While it is impossible to predict every occurrence, or perhaps even very many of them, the advice from these experts is to do as much training as is possible, and to involve potential stakeholders from the community when doing so. For example, if there are any schools in the area or major industrial operations, police would want to develop a relationship with the leaders and those individuals within the institutions whose cooperation might be helpful during a critical incident.
Superintendent Gossen also teaches critical incident response at the Canadian Police College. He stressed that the most common problem with critical incident responses is not usually anything to do with specific tactics chosen by the first responding officers or the specific weaponry they have available, but rather confusion as to who is in charge. He said that even if two or three equally ranking officers are the ones responding, somebody needs to take or be assigned command of the situation.

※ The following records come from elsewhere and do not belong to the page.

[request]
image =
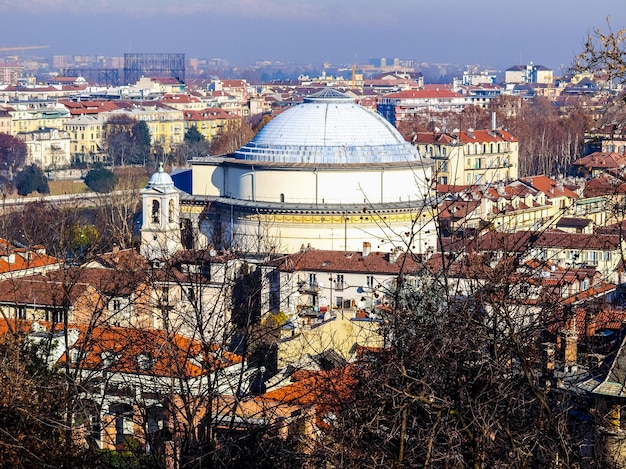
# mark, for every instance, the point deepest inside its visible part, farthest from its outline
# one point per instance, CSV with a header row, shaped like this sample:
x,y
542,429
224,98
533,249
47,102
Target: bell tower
x,y
160,227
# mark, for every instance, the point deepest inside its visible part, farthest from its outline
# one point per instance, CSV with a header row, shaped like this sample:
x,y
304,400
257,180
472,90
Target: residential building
x,y
406,105
470,156
87,138
529,73
210,122
10,73
32,116
166,125
47,148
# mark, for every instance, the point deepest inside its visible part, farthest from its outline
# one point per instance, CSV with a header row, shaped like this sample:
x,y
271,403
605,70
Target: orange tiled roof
x,y
148,352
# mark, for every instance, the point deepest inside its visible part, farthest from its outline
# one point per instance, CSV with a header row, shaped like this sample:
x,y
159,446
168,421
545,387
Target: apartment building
x,y
166,125
406,105
471,156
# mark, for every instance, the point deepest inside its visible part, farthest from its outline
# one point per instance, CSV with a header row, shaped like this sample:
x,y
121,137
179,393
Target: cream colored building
x,y
166,125
31,116
472,156
47,148
87,135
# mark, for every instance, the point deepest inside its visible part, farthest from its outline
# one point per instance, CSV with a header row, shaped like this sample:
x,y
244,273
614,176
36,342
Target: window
x,y
156,208
191,294
170,211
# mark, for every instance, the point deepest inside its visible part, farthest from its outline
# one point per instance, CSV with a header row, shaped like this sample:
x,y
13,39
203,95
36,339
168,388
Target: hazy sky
x,y
487,32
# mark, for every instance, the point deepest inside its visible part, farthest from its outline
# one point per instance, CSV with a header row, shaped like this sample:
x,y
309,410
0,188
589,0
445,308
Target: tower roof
x,y
160,180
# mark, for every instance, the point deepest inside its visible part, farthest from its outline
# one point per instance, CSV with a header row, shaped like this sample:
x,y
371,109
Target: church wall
x,y
327,186
207,180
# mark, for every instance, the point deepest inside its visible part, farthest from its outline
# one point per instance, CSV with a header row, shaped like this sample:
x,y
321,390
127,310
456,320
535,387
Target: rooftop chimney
x,y
367,248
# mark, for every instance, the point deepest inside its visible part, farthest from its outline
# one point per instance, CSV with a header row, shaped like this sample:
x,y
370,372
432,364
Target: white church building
x,y
327,173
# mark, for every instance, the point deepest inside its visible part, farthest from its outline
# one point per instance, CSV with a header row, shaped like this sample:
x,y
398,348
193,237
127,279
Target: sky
x,y
490,33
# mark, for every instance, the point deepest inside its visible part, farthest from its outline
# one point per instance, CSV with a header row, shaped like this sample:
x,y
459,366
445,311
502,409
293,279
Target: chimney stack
x,y
367,248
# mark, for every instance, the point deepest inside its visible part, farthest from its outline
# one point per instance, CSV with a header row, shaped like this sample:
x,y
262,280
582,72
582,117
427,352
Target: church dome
x,y
328,127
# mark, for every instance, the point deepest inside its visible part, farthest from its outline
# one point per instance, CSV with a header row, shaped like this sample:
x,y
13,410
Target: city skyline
x,y
305,31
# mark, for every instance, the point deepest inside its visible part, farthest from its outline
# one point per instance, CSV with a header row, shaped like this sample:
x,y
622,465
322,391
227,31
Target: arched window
x,y
170,212
156,208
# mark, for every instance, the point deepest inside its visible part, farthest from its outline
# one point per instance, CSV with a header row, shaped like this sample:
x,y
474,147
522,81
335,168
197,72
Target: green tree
x,y
193,135
128,141
101,179
31,179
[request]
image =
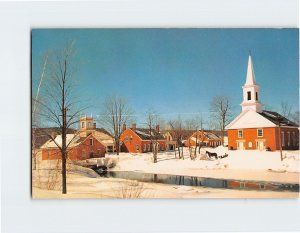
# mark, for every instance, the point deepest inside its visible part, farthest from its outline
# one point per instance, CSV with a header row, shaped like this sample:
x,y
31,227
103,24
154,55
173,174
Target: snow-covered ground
x,y
85,183
248,165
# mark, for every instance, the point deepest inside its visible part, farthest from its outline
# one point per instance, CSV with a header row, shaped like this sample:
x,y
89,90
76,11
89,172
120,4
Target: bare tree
x,y
177,128
152,122
220,108
116,113
295,117
286,109
59,103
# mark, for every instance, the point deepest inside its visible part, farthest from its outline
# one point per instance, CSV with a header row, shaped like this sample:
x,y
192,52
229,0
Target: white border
x,y
21,214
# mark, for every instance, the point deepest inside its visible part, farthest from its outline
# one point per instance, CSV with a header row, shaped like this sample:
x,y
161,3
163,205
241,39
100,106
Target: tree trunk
x,y
117,147
64,173
64,152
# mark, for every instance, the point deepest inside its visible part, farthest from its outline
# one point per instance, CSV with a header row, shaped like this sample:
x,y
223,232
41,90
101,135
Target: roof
x,y
184,133
250,79
102,135
217,132
144,134
41,135
72,140
211,136
275,117
102,130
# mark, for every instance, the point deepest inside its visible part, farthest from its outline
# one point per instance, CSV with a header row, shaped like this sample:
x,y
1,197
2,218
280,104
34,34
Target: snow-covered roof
x,y
250,80
253,119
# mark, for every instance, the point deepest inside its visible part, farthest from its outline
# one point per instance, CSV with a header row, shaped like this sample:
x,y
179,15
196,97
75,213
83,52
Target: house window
x,y
282,139
293,139
259,132
248,95
240,133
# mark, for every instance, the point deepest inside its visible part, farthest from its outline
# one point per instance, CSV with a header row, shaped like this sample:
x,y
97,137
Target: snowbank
x,y
241,160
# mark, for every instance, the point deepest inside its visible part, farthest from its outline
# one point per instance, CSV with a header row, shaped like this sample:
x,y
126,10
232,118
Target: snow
x,y
242,165
237,159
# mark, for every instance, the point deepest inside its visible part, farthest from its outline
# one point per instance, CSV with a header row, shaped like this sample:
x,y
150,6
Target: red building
x,y
205,138
138,140
79,148
256,129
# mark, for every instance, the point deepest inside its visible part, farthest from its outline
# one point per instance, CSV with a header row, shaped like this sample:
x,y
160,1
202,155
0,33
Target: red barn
x,y
79,148
255,129
206,138
137,140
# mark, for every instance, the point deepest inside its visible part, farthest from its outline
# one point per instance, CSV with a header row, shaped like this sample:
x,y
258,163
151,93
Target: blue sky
x,y
177,71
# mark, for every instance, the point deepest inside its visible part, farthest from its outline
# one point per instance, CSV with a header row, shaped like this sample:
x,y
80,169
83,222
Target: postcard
x,y
164,113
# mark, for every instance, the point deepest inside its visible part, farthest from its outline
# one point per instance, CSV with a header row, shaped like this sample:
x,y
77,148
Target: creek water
x,y
199,181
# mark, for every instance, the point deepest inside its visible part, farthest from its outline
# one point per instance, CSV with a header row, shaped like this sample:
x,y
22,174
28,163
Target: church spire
x,y
250,80
251,90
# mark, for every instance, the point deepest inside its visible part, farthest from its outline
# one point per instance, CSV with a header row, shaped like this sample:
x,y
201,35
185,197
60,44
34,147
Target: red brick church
x,y
256,129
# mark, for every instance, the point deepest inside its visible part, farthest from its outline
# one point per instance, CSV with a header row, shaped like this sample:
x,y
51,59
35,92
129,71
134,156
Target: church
x,y
257,129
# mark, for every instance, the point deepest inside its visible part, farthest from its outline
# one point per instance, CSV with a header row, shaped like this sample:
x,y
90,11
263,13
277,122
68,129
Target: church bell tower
x,y
251,90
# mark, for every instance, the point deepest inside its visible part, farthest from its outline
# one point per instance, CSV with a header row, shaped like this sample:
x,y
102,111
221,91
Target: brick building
x,y
256,129
138,140
79,148
204,138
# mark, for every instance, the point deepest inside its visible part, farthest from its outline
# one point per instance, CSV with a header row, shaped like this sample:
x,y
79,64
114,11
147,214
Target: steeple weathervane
x,y
251,90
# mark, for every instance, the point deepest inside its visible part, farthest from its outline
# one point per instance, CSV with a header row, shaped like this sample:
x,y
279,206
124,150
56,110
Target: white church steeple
x,y
251,90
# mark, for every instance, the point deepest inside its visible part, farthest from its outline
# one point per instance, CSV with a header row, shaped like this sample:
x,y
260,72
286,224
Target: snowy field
x,y
242,165
247,165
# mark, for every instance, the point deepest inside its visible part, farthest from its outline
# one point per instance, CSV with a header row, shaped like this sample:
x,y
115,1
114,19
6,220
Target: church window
x,y
282,139
248,95
293,139
240,133
259,132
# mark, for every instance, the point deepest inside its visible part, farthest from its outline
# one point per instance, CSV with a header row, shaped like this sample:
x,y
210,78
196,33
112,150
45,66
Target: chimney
x,y
157,128
134,127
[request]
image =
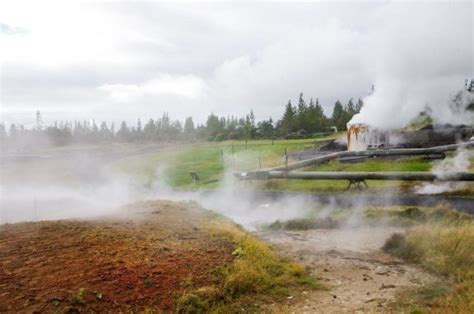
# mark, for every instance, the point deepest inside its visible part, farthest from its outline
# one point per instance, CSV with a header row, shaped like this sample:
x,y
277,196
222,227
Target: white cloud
x,y
121,60
188,86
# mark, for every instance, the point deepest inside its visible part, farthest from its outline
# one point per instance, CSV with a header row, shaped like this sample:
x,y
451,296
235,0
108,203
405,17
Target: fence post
x,y
233,159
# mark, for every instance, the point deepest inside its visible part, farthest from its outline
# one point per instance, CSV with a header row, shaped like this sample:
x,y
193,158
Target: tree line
x,y
298,121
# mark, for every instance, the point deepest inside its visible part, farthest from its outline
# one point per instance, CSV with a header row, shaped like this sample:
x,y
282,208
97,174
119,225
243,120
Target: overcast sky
x,y
124,60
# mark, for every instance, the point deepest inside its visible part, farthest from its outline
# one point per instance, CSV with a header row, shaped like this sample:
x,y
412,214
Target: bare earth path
x,y
359,277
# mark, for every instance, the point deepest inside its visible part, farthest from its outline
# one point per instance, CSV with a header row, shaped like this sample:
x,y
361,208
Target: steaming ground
x,y
347,259
349,262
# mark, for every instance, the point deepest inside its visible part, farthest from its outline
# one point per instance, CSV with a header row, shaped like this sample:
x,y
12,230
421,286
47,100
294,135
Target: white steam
x,y
458,163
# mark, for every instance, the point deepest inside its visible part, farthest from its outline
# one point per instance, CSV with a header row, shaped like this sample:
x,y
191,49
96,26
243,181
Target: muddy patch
x,y
359,277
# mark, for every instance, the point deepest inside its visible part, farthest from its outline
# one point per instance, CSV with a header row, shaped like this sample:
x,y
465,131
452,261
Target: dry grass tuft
x,y
256,270
443,244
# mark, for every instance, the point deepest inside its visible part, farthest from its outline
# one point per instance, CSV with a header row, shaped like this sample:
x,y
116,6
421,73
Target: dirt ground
x,y
357,275
135,261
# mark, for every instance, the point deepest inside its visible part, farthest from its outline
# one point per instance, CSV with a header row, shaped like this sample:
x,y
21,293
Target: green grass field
x,y
211,161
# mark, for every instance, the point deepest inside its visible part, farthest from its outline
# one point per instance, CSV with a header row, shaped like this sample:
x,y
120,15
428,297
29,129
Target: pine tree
x,y
189,126
337,118
123,133
301,115
287,123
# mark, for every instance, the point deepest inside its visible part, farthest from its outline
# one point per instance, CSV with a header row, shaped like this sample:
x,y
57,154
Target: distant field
x,y
211,161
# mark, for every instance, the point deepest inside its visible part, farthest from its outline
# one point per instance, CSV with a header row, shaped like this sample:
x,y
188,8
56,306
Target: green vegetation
x,y
256,270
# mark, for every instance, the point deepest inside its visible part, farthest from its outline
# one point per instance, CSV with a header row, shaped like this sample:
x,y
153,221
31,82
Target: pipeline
x,y
373,153
406,176
285,172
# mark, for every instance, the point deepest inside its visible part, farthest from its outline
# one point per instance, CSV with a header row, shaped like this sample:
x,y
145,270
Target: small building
x,y
363,137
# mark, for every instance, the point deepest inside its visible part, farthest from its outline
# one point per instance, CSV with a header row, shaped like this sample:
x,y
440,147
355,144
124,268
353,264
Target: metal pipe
x,y
373,153
405,176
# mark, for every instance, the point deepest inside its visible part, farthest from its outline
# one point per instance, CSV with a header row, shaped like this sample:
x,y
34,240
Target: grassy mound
x,y
256,270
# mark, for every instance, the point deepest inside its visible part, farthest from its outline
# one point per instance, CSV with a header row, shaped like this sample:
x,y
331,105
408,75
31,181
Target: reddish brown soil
x,y
140,260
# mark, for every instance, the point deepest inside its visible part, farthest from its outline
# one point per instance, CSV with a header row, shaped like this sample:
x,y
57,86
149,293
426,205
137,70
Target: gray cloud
x,y
140,59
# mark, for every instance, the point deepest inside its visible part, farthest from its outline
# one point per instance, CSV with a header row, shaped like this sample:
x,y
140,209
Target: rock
x,y
384,286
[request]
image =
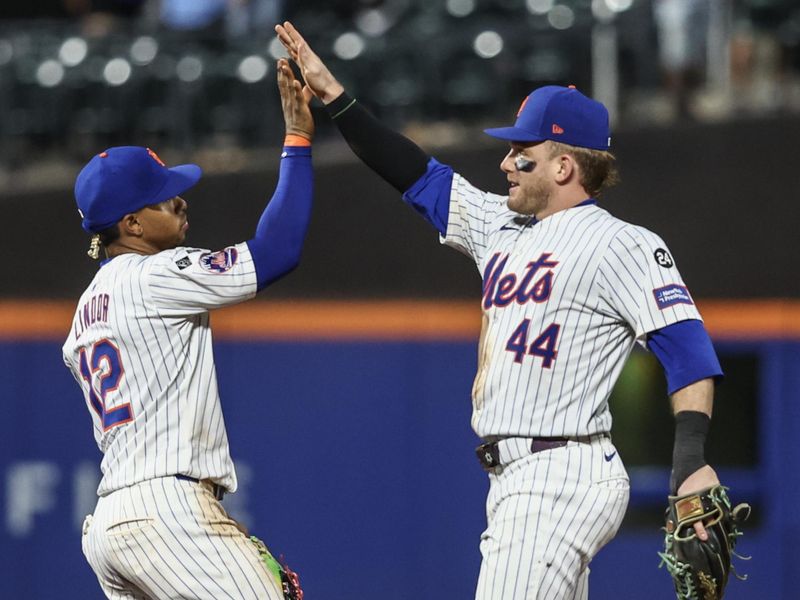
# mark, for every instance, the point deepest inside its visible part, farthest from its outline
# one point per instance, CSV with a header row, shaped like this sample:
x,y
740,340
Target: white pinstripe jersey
x,y
140,348
564,301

Such comments certainly bring to mind some of what we have been hearing about the confusion in the overnight hours of April 18 and 19, 2020 regarding which commanding officer was in charge at what time. The comments from Superintendent Gossen were echoed somewhat by Dr. Himberg, who said that leadership must be clear, and also that it should be local to the event. He said that only when a situation escalates so as to be beyond the capacity of the first responding officers would command be transferred to a command center. In Finland, they have just a few command centers, and these are not intended to be mobilized or develop on-site where the incident is taking place, but rather in a static location.
Having an effective command centre was a theme throughout the day. There needs to be well trained people on the front end taking calls and helping citizens be effective first responders. All relevant information needs to be noted by the intake person, and then effectively transmitted to the commanding officer so that they can make use of whatever information is being provided in the course of formulating their response.
Communications with the first responding officers was discussed by Ms. Murray-Bates, who emphasized that information provided to the officers on the scene is critical, and must be handled thoughtfully and thoroughly. That point reinforced the importance of having an effective command centre.
She also discussed the role of regular citizens, and this was echoed by other panalists as well. Citizens are the real first responders, and the experts agreed that with guidance from the 911 operators and others, citizens can be very effective.
Tomorrow, there are two further panels dealing with critical incident responses. The first one will deal with making decisions under stress, and the second will cover the ‘societal context’.